Sans doute, pour ne pas être accusé du terrible « péché » de rigidité, le cardinal Sarah avait volontiers abandonné l’expression sans renoncer à restaurer la dignité du divin sacrifice. Dans une interview à nos confrères de La Nef, il a rappelé comment devait être célébrée la sainte messe : « Garder les doigts joints après la consécration, faire la génuflexion avant l’élévation, communier à genoux, recevoir la communion sur les lèvres ». Ajoutant, que « l’usage du latin dans certaines parties de la messe, peut aussi aider à retrouver l’essence profonde de la liturgie. » Mais cela ne suffit pas, encore faut-il que les traductions en langue vernaculaire soient fidèles au texte latin dans le rite ordinaire. C’est ce que le cardinal demandait également en s’appuyant sur Liturgiam authenticam, parue le 28 mars 2001, sous le pontificat de Jean-Paul II, Cinquième Instruction pour la correcte application de la Constitution sur la Sainte Liturgie du Concile Vatican II. C’est un texte fondamental de « restauration » où l’on peut lire : « La traduction des textes de la liturgie romaine ne sont pas une œuvre de créativité. […] Il est nécessaire que le texte original ou primitif soit, autant que possible, traduit intégralement et très précisément, c’est-à-dire sans omission ni ajout, par rapport au contenu, ni en introduisant des paraphrases ou des gloses. » Il est en effet inadmissible – entre autres – que le mystique « Heureux les invités au festin des noces de l’Agneau ! » – extrait de l’Apocalypse – avant la communion, soit devenu un très plat « Heureux les invités au repas du Seigneur !» ce qui n’est pas une traduction mais une adaptation qui n’est pas neutre théologiquement puisqu’elle fait de l’eucharistie un banal « repas ».
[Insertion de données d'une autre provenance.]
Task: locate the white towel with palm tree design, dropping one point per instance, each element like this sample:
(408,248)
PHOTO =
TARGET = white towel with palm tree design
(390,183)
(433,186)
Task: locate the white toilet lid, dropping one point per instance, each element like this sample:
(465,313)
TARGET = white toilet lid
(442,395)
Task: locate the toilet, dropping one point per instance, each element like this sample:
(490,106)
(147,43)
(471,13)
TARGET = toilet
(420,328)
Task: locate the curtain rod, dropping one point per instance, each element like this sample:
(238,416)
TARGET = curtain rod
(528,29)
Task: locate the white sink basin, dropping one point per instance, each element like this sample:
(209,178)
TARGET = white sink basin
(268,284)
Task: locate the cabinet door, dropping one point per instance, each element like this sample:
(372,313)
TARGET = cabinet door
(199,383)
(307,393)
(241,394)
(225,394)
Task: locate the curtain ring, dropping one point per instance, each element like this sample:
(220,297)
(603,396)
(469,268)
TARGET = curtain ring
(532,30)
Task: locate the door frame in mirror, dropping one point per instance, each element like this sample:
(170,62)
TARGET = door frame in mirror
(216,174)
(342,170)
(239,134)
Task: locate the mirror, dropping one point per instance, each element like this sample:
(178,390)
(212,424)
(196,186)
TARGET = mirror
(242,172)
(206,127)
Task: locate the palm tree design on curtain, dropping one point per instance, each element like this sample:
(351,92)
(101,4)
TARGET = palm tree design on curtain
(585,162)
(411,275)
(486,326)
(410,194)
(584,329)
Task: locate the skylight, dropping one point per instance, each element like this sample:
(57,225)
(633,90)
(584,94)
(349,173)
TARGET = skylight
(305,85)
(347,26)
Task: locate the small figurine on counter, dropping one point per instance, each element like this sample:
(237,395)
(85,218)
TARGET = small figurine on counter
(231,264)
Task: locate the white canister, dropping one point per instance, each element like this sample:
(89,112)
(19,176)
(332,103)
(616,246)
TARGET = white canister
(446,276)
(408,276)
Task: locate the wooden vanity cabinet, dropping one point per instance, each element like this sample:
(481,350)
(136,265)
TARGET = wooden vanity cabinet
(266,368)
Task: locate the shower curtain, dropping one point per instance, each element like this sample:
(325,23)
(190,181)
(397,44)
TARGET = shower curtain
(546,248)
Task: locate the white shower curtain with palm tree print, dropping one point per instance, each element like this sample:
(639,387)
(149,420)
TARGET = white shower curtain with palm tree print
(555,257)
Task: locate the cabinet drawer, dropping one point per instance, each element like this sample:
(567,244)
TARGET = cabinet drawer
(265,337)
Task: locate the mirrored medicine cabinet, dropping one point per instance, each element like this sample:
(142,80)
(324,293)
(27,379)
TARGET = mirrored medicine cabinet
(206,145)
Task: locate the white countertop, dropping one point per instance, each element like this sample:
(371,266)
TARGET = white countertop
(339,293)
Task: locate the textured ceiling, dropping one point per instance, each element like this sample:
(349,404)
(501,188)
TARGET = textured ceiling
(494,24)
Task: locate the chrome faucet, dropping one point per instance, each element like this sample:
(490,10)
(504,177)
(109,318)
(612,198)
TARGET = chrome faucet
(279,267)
François hésitant à limoger un cardinal très populaire parmi les fidèles catholiques, ce dont témoigne le succès des ouvrages publiés, tel Dieu ou rien, a choisi d’abord de le contourner. L’entourage du cardinal Sarah, ses collaborateurs dans sa congrégation, à l’unisson de sa pensée, ont été tous, ou presque, remplacés par des hommes-liges du pape, partisans d’une liturgie « ouverte ». Ensuite, François vient de vider de sa substance l’instruction de Jean-Paul II sur laquelle s’appuyait le cardinal Sarah. Au mois de janvier, à la demande du pape, une commission avait été constituée à la Congrégation pour le culte divin pour réviser l’instruction Liturgiam authenticam. Le Saint-Siège vient de publier le motu proprio Magnum Principium (« le principe important », en latin), daté du 3 septembre pour demander aux conférences épiscopales de « préparer fidèlement les versions des livres liturgiques dans les langues courantes, adaptées convenablement dans la mesure des limites définies, les approuver et publier les livres liturgiques pour les régions de leur compétence, après confirmation du Siège apostolique. » Et cela pour « le bien des fidèles de tous âges et cultures et leur droit à une participation consciente et active aux célébrations liturgiques avec l’unité substantielle du rite romain » et à cette fin « communiquer fidèlement à un peuple déterminé, par le biais de sa propre langue. »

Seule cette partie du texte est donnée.